On September 17, 2018, the Office of the US Trade Representative (“USTR”) announced the final list for the third set of products imported from China that will be subject to an additional tariff (“US List 3”)1 due to the Section 301 investigation on China’s intellectual property-related trade and industrial policies.2 The new tariff will become effective September 24, 2018, initially at an ad valorem rate of 10 percent, which will increase to 25 percent on January 1, 2019.3 Previously, USTR finalized two lists of products imported from China that are now subject to an additional 25 percent ad valorem tariff. The additional 25 percent ad valorem tariff took effect regarding Chinese imports on the first list (“US List 1”) on July 6, 2018,4 and the second list (“US List 2”), August 23, 2018.5 All three US Lists are based on HTS codes provided in the US tariff schedule.

US List 3 targets approximately $200 billion worth of Chinese imports.6 The final list contains 5,745 full or partial lines of the original 6,031 tariff lines that were on the proposed list announced on July 10, 2018, for which USTR sought public comment.7 As a result, USTR eventually determined to fully or partially remove 297 tariff lines from the July 10 list. Included among the products removed from the proposed list are (1) certain consumer electronics products such as smart watches and Bluetooth devices; (2) certain chemical inputs for manufactured goods, textiles and agriculture; and (3) certain health and safety products such as bicycle helmets, car seats and playpens. The final list continues to cover a broad range of imports from China, such as chemicals, textiles, metal products and electronics.

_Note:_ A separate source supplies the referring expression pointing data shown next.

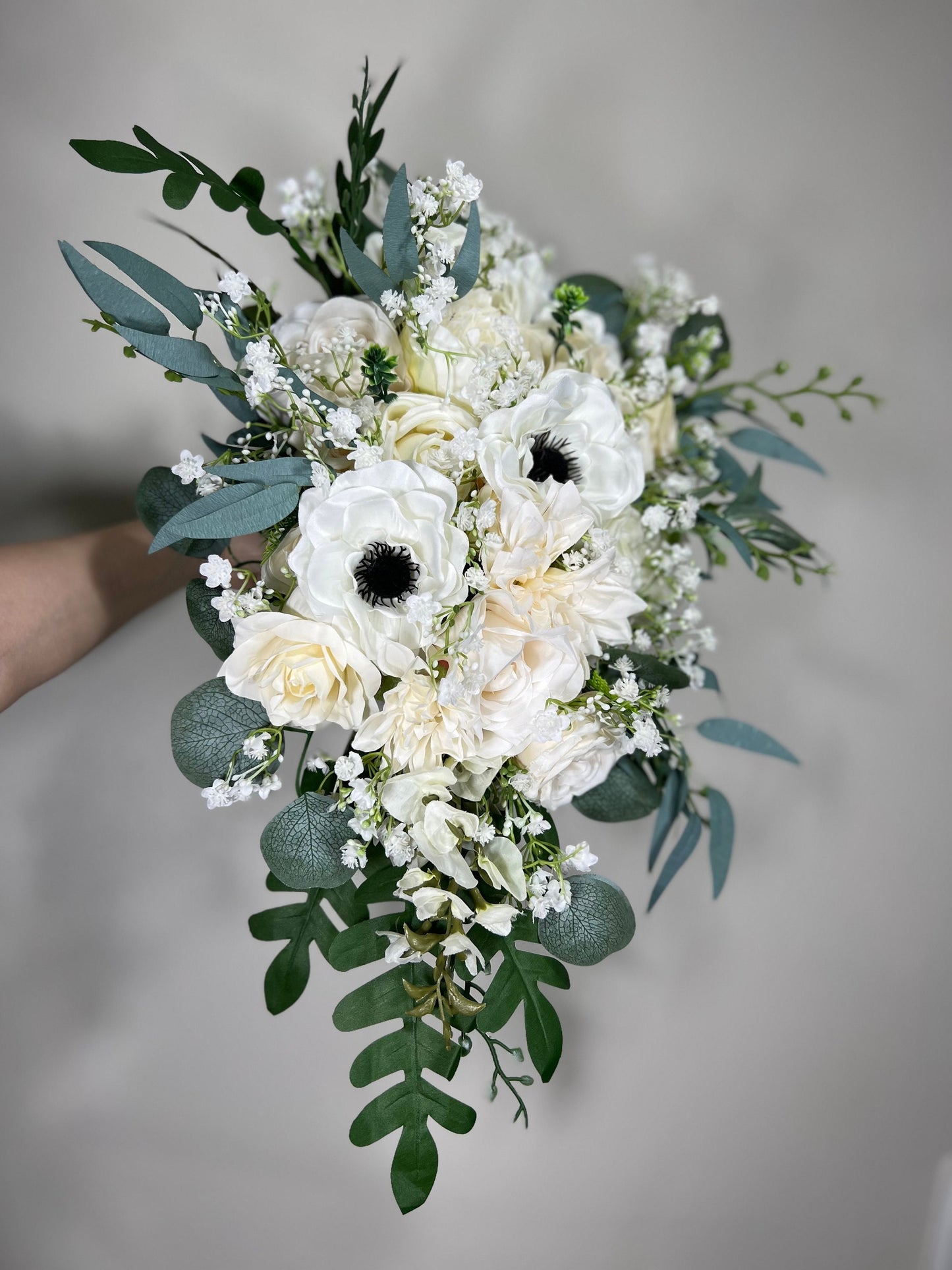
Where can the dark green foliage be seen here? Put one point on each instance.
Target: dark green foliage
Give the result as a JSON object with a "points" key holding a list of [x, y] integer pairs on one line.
{"points": [[672, 799], [683, 849], [301, 925], [160, 496], [227, 512], [517, 982], [744, 736], [410, 1104], [721, 838], [219, 635], [173, 295], [302, 844], [626, 794], [208, 727], [600, 921], [113, 297], [758, 441], [605, 297]]}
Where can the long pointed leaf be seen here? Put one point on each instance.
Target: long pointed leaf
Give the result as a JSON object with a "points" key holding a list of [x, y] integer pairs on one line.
{"points": [[115, 297]]}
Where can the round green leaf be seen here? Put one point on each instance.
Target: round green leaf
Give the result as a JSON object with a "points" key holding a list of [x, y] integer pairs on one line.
{"points": [[219, 635], [302, 844], [600, 921], [208, 727], [626, 794]]}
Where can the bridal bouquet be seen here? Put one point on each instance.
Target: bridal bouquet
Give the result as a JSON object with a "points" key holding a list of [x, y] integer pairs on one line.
{"points": [[486, 504]]}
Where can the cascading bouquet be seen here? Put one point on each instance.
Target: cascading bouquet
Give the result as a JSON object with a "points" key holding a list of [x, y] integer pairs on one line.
{"points": [[485, 505]]}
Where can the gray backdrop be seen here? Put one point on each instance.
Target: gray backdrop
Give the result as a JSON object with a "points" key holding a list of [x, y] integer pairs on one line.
{"points": [[761, 1082]]}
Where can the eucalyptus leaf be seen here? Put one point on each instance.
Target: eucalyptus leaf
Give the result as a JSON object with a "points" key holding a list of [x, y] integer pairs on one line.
{"points": [[683, 849], [208, 727], [399, 243], [368, 277], [229, 512], [159, 497], [758, 441], [626, 794], [721, 838], [173, 295], [667, 815], [466, 267], [744, 736], [116, 156], [302, 844], [115, 297], [187, 357], [600, 921], [219, 635], [605, 297]]}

In response to the US action, China is moving forward with its own four lists of US imports proposed to be subject to differing levels of additional tariffs, which were announced by China on August 3, 2018.8 There appears to be no change to the proposed lists, as the number of tariff lines involved remains the same for all four lists. However, China decreased the original proposed duty rates based on the US announcement of September 17. The first two lists will now be subject to a new tariff of 10 percent and the third and fourth lists, 5 percent, effective on September 24 (the same date as the new US tariff).9 The Chinese announcement also promised additional countermeasures if the US government announces new tariffs against Chinese imports.

In the case of all tariffs imposed pursuant to the Section 301 proceeding, USTR provides US stakeholders with another opportunity to be exempt from the Section 301 tariff—a product exclusion process for specific products within an HTS code.10 We anticipate USTR to announce a product exclusion process for US List 3 in the near future.